Saturday, January 15, 2011

The trouble with "trynewoed"

For this week’s Globe column, I wrote about the revamped OED Online, which is celebrating its relaunch by opening its doors to all through Feb. 5. I had to go back to check the login instructions, and they were simple enough: For both username and password, enter trynewoed. Interesting word, I thought -- what could it mean?

Yes, it was a supremely geeky-moronic moment. I thought this was an Anglo-Saxon word – a compound that had some delightful ancient meaning related to language treasures. I had actually typed tryne into the OED search box before it dawned on me … right. Try new OED. Of course.

Since I'd already wandered so far off course, I went ahead and clicked "search," and I felt just a little bit less moronic when it turned out that yes, tryne did have a brief existence, centuries ago, as one of the spellings of treen “made of tree, wooden” (and also of the non-Old English-derived words train and trine). Woed was also in the OED, as a Middle English past tense of wade and also as one ME spelling of the obsolete word wood meaning “nuts.” So trynewoed MIGHT have meant “tree crazy" or "wood mad." It just didn't.

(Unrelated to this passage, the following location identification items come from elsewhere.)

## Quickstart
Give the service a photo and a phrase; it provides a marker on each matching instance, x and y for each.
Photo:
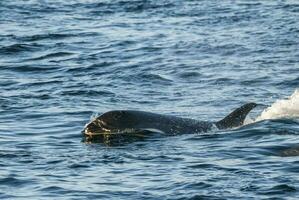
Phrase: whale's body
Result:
(126, 122)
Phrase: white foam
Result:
(286, 108)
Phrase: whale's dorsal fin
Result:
(236, 118)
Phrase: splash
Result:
(286, 108)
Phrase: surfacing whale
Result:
(130, 123)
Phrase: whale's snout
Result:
(95, 127)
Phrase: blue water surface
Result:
(63, 62)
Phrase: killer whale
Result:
(126, 122)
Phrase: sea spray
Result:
(286, 108)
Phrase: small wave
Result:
(286, 108)
(53, 55)
(16, 48)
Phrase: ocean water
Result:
(64, 62)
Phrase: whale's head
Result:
(113, 121)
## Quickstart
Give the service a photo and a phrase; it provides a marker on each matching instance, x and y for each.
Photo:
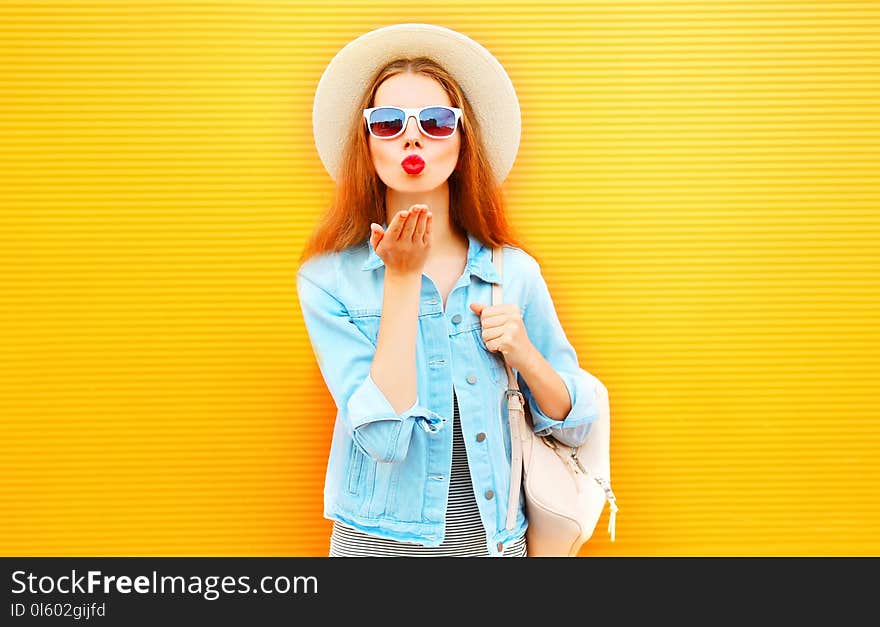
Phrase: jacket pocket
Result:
(494, 361)
(367, 321)
(355, 469)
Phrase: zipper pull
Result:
(612, 503)
(577, 460)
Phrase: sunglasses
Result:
(438, 122)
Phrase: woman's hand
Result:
(404, 246)
(504, 331)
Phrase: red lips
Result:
(413, 164)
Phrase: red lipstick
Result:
(413, 164)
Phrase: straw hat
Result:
(484, 81)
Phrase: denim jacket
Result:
(388, 473)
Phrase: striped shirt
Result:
(465, 536)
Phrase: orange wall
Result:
(698, 179)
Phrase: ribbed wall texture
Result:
(698, 179)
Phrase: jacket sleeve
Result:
(344, 356)
(546, 333)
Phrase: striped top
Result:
(465, 536)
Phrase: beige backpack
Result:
(565, 487)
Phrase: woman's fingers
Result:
(376, 235)
(407, 234)
(429, 220)
(419, 231)
(396, 225)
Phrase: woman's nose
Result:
(412, 133)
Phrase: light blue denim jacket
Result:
(388, 473)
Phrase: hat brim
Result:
(483, 80)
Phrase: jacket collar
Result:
(479, 260)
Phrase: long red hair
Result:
(476, 202)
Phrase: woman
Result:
(394, 286)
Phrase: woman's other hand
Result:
(404, 246)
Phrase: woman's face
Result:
(439, 155)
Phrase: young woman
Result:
(419, 125)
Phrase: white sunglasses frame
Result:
(409, 113)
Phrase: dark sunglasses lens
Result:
(386, 122)
(438, 121)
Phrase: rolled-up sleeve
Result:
(546, 333)
(344, 355)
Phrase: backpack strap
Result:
(515, 410)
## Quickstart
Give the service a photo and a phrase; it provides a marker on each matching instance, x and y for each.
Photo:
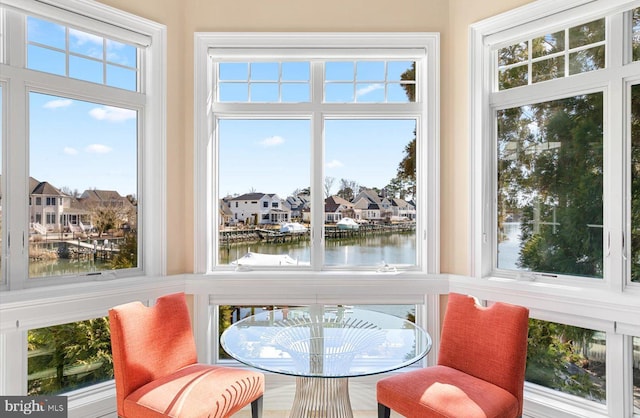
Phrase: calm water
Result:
(393, 249)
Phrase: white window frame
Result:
(608, 304)
(150, 104)
(248, 46)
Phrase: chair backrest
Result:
(488, 343)
(149, 342)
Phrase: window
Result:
(567, 359)
(69, 356)
(83, 155)
(554, 132)
(341, 142)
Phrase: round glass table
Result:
(323, 347)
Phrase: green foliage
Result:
(69, 356)
(550, 174)
(556, 358)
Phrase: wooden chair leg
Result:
(383, 411)
(256, 408)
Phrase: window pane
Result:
(70, 356)
(513, 77)
(636, 34)
(264, 92)
(120, 77)
(84, 43)
(513, 54)
(264, 191)
(370, 92)
(338, 93)
(370, 71)
(587, 34)
(264, 71)
(369, 201)
(636, 375)
(339, 71)
(83, 211)
(586, 60)
(567, 359)
(550, 187)
(85, 69)
(635, 183)
(122, 54)
(234, 71)
(45, 33)
(46, 60)
(295, 71)
(548, 44)
(547, 69)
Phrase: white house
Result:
(259, 209)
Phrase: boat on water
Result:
(259, 259)
(292, 228)
(347, 223)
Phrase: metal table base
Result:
(318, 397)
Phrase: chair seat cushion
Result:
(198, 390)
(442, 391)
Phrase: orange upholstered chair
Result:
(156, 369)
(480, 371)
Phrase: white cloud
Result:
(369, 89)
(272, 141)
(98, 149)
(334, 164)
(112, 114)
(82, 38)
(58, 103)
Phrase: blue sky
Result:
(76, 144)
(274, 156)
(80, 145)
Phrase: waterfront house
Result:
(336, 208)
(403, 209)
(259, 209)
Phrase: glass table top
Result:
(320, 341)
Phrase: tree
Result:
(406, 173)
(127, 256)
(57, 350)
(348, 189)
(328, 184)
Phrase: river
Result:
(397, 248)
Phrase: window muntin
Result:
(66, 357)
(2, 178)
(94, 226)
(636, 374)
(635, 183)
(568, 359)
(550, 174)
(69, 52)
(554, 55)
(635, 34)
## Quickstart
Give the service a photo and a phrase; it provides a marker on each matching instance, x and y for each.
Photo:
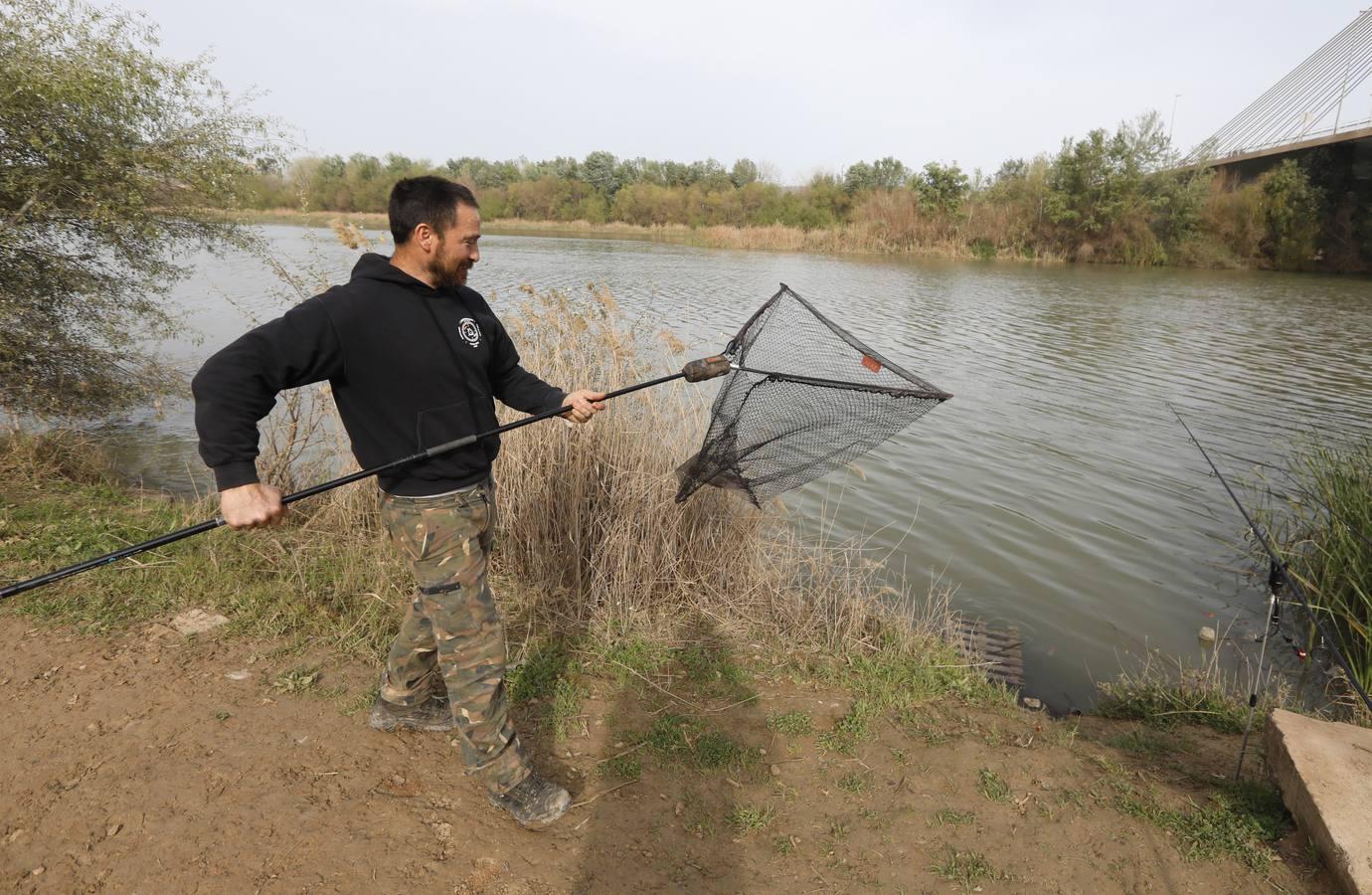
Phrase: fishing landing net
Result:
(802, 398)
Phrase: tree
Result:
(743, 173)
(942, 187)
(600, 172)
(107, 157)
(888, 173)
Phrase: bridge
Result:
(1306, 110)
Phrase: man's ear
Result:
(426, 238)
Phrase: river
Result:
(1055, 491)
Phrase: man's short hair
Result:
(426, 201)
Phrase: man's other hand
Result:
(252, 505)
(584, 404)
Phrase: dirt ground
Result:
(150, 762)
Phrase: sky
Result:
(800, 87)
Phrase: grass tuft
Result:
(747, 818)
(794, 724)
(992, 786)
(966, 868)
(1238, 822)
(951, 817)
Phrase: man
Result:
(415, 360)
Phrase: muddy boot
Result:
(534, 804)
(432, 714)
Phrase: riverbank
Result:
(860, 239)
(707, 755)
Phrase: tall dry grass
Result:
(591, 526)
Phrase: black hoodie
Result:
(411, 367)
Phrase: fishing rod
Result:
(1303, 491)
(694, 371)
(1278, 570)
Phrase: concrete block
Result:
(1324, 771)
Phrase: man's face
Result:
(457, 250)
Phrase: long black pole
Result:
(1277, 560)
(693, 375)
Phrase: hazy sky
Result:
(801, 86)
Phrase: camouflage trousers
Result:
(453, 635)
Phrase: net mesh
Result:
(805, 397)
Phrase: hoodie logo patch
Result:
(469, 331)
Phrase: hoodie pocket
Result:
(450, 422)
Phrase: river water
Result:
(1055, 491)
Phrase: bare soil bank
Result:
(137, 762)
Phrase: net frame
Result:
(768, 422)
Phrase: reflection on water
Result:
(1055, 490)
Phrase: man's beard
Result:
(448, 276)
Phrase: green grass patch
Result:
(794, 724)
(855, 783)
(296, 679)
(966, 868)
(951, 817)
(537, 677)
(564, 713)
(712, 671)
(747, 818)
(621, 768)
(689, 740)
(992, 786)
(1166, 702)
(849, 731)
(900, 675)
(1148, 743)
(1238, 822)
(1321, 527)
(634, 659)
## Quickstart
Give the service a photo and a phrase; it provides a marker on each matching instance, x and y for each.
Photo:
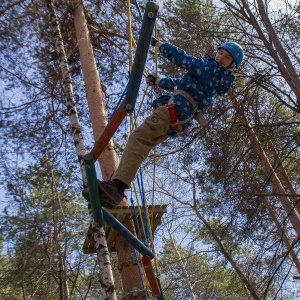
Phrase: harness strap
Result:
(175, 123)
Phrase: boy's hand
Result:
(151, 80)
(154, 41)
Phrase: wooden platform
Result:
(123, 214)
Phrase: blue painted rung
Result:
(126, 234)
(140, 56)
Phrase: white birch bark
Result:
(106, 275)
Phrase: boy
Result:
(194, 91)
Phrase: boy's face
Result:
(224, 58)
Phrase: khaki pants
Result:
(144, 138)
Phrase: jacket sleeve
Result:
(168, 84)
(181, 59)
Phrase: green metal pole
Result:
(93, 189)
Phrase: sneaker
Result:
(110, 195)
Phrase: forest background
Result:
(218, 239)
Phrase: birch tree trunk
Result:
(106, 280)
(132, 284)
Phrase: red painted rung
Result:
(146, 261)
(109, 131)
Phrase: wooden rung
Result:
(123, 214)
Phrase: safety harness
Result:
(176, 125)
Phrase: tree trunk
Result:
(107, 282)
(132, 284)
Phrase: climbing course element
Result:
(126, 234)
(140, 56)
(93, 189)
(127, 105)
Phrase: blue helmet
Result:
(236, 52)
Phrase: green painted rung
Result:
(93, 189)
(140, 56)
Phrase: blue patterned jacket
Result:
(204, 79)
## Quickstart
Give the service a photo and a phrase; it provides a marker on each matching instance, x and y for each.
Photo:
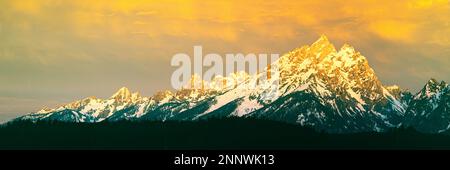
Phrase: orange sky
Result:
(54, 51)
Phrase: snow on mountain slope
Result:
(429, 110)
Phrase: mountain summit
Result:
(318, 86)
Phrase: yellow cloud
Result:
(394, 30)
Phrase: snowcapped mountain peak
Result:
(432, 88)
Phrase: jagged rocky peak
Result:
(322, 47)
(432, 88)
(125, 95)
(161, 96)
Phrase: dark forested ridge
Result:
(212, 134)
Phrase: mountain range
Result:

My dyslexic episode has a silver lining, though: It reminded me of Wishydig, a language blog I haven't heard from in a while. As blogger Michael Covarrubias explained in a 2007 post, the name really is (not just in my delusions) Old English. But like my fictional trynewoed, it can be divided more than one way:  
Wishydig is an Old English compound word meaning "wise thinking." The first word in the compound, wis, is clear. The second word, hydig, is a variant form of hygdig (adjective form of hygd, mind, thought) meaning heedful, careful, prudent. 
Ever since I read that, I've been trying unable to decide whether to (mentally) pronounce the word as wis-hydig or as wishy-dig -- and not succeeding. Thanks a lot, Michael -- if only I could hope that trynewoed would torment  you back!